Derrière, la BCP et Bank of Africa restent solides, avec des progressions respectives de 8,6% et 11,3%. On est sur une croissance normale, portée par l’activité.

Mais là où ça devient intéressant, c’est sur les autres profils. Saham Bank, par exemple, a plus que doublé son RNPG, passant de 795 millions de DH à 1,7 MMDH. C’est de loin la plus forte progression en valeur relative, avec un vrai changement de dimension.

Dans le même sens, CIH Bank continue sur sa lancée avec une hausse de 24,4%, au-dessus du milliard de dirhams. Ensuite, CDM progresse de 16,6%, BMCI de 33,7%, et surtout CFG qui affiche +41,2%. Quant au Crédit Agricole, il est quasiment stable (+1,9%), ce qui tranche avec le reste du secteur.

Une amélioration portée par tous les leviers

Cette progression ne vient pas d’un seul facteur. La marge d’intérêt, les commissions et les activités de marché sont toutes en hausse (+7,6%, +6,6% et +0,8%). Donc l’activité est bien orientée dans l’ensemble.

Mais surtout, les banques ont continué à maîtriser leurs charges et à améliorer le coût du risque, qui recule de 6,5%. Et c’est ce qui fait vraiment la différence au niveau du résultat net.

Par ailleurs, les autres indicateurs des banques confirment cette dynamique. Le produit net bancaire cumulé atteint plus de 100 MMDH en 2025, en progression par rapport à 2024, avec une croissance généralisée sur l’ensemble du secteur. Les trois grandes banques, Attijariwafa bank, BCP et Bank of Africa, concentrent à elles seules près de 80% du PNB, ce qui confirme le poids structurel des leaders dans la formation des revenus.

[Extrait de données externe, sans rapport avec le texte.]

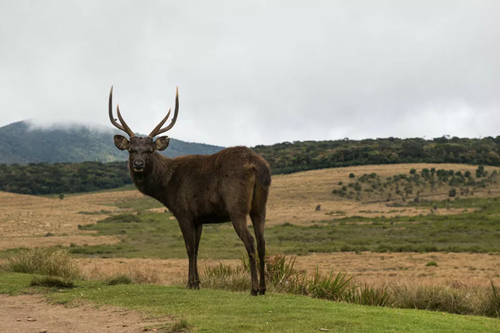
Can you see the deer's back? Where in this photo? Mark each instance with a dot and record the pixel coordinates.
(206, 186)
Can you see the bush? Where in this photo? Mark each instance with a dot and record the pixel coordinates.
(44, 261)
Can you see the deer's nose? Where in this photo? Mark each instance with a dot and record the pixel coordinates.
(139, 164)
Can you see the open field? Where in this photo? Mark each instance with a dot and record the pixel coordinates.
(401, 242)
(293, 199)
(372, 268)
(222, 311)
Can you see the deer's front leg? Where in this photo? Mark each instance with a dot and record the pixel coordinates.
(189, 234)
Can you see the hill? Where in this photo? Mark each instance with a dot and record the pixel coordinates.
(23, 144)
(289, 157)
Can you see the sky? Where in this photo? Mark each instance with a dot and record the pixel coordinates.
(256, 72)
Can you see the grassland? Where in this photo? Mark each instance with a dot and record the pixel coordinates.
(220, 311)
(436, 239)
(156, 235)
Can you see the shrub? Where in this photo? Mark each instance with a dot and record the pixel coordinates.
(44, 261)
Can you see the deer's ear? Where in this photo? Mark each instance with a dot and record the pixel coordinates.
(121, 142)
(162, 142)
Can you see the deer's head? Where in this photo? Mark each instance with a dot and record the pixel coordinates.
(141, 149)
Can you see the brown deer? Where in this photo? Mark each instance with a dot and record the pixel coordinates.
(199, 189)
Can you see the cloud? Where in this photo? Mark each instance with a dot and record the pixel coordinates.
(258, 72)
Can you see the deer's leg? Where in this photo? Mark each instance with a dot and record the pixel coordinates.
(198, 230)
(240, 226)
(189, 235)
(258, 222)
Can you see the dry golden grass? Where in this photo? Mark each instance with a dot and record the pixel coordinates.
(470, 269)
(293, 199)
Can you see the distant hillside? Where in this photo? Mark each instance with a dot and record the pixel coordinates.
(291, 157)
(22, 144)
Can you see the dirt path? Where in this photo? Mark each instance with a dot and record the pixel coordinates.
(32, 314)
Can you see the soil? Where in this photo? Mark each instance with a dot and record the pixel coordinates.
(32, 313)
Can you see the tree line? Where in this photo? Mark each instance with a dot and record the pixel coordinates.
(287, 157)
(44, 178)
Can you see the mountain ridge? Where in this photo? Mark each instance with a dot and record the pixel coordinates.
(25, 144)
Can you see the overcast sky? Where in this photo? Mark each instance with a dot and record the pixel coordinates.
(256, 72)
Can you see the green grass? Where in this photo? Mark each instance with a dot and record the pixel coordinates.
(159, 237)
(222, 311)
(140, 204)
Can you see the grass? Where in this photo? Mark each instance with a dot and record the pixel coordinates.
(118, 279)
(139, 204)
(281, 276)
(129, 187)
(51, 282)
(221, 311)
(43, 261)
(156, 236)
(431, 263)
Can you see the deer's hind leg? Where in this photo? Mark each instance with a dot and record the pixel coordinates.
(240, 226)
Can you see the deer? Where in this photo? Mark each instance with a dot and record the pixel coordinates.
(201, 189)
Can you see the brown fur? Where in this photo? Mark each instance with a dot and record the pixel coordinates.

Dans le même temps, les crédits poursuivent leur progression, avec un encours global qui dépasse 1.400 MMDH, tiré notamment par les financements à l’équipement. Les dépôts suivent la même tendance, atteignant près de 1.600 MMDH, avec une hausse portée en grande partie par les ressources à vue, moins coûteuses, ce qui soutient directement les marges des banques.

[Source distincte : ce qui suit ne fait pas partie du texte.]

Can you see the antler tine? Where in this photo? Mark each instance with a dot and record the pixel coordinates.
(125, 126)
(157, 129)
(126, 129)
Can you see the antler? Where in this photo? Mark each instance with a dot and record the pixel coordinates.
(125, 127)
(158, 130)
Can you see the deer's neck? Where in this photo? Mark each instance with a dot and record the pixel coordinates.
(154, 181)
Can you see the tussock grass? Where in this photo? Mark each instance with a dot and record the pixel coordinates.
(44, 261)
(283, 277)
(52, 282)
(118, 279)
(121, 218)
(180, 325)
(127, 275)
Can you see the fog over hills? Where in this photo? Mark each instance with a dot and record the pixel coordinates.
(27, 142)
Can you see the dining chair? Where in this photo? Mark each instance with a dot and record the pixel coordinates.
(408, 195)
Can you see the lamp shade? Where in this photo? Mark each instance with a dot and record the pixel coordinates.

Au final, ce sont l’ensemble des fondamentaux qui s’améliorent, avec une activité en hausse, une base de ressources plus favorable et un environnement de taux qui reste globalement porteur, venant consolider la progression des bénéfices en 2025.

Une dynamique portée par un environnement macro favorable

Au-delà des performances individuelles, la progression des bénéfices en 2025 s’inscrit aussi dans un environnement macroéconomique globalement favorable. L’économie nationale a évolué dans un cadre plus porteur, soutenue par l’action des pouvoirs publics et un contexte monétaire accommodant. Malgré les chocs accumulés ces dernières années, la croissance est restée solide, notamment grâce à la bonne tenue des secteurs non agricoles, tandis qu’un redressement de l’activité agricole est attendu.

Dans le même temps, l’inflation est restée maîtrisée, ce qui a permis de maintenir des conditions de financement relativement attractives. Or, ce point joue directement sur la dynamique du crédit et de l’investissement. Ainsi, les banques ont évolué dans un contexte plus favorable, avec des ressources en hausse tirées par les dépôts à vue et l’épargne, et une progression des crédits à l’économie, notamment sur l’équipement, l’immobilier et la consommation.

Dans ce cadre, l’amélioration des résultats du secteur apparaît moins comme un simple effet conjoncturel que comme le reflet d’un environnement globalement plus porteur pour l’activité bancaire.